I too am a 31 year Salt Lake City native. I couldn't help but wondering if I knew any Andrew's that fit your description. You wrote a very good intro. One of the things that really amazed me when I found this site and other like it is how similar others' experiences of disaffection are to my own. I really thought I was nearly alone. Anyways, but of luck in your journey.


User avatar
Posts: 197
Joined: 27 Feb 2011, 04:50

Re: Trying to Make it Work

Post by BeLikeChrist » 12 Apr 2011, 19:16

Welcome Andrew, good to have you here. Sounds like you have gone through a lot.
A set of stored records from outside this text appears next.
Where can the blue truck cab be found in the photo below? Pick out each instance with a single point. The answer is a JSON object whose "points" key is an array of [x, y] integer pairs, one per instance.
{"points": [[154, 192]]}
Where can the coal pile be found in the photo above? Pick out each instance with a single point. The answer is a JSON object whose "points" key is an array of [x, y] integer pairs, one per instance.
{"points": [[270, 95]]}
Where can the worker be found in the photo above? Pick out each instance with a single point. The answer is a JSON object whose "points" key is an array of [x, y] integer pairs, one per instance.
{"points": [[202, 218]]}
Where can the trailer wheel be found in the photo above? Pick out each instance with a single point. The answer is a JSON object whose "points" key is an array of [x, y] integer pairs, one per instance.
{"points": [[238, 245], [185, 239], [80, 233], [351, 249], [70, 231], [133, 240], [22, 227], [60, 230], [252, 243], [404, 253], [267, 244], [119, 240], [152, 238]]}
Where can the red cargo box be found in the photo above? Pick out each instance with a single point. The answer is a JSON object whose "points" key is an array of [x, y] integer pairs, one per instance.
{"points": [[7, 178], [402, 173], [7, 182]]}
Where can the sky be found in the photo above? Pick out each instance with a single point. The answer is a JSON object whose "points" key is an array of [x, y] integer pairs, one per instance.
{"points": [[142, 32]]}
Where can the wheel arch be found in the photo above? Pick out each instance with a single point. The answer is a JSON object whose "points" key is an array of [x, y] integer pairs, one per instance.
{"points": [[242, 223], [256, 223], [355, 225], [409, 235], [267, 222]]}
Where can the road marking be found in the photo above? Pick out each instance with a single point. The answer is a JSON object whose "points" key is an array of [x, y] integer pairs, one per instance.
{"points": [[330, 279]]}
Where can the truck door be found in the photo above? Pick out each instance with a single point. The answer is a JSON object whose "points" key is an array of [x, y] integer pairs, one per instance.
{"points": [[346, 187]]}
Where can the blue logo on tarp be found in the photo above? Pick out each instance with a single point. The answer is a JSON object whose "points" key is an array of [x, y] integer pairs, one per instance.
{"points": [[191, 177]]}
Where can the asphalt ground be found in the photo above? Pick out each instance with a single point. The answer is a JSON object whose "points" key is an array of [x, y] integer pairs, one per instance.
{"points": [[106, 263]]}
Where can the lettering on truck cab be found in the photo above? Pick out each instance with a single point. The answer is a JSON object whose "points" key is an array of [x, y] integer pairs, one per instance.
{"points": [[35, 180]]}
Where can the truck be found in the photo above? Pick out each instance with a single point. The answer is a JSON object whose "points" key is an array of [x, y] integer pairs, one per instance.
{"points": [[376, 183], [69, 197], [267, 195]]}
I can understand the difficulties of dealing with the cultural aspects of the church because I have had to deal with that myself. It seems we are stuck between a rock and a hard place because the ordinances seem divine but then the church culturally seems to contradict Christ's teachings regarding social justice. There are other cultural issues too and I definitely am a liberal Mormon.

Other church denominations seem to have a more Christ-like culture than Mormons do, some maybe less so.

Where I am at is at a stage in life of wanting to become active again and realizing that if I want eternal life I have to be submissive to the powers that be, especially in terms of living standards(commandments). There are things, though, about the LDS church that I do have a hard time accepting culturally which I wish would be different. Namely, the church culture's stand on masturbation being considered part of the Law of Chastity (too strict in my opinion) and how the church could improve on how they treat gay members.

My approach to reactivating will be not so much working to get a recommend right away but to work at going on a regular basis and first and gradually submitting to the powers that be before getting a recommend. I just want to go and feel good about going before i consider a temple recommend. My first goal would be to go to take the sacrament worthily on a regular basis and progress from that point on.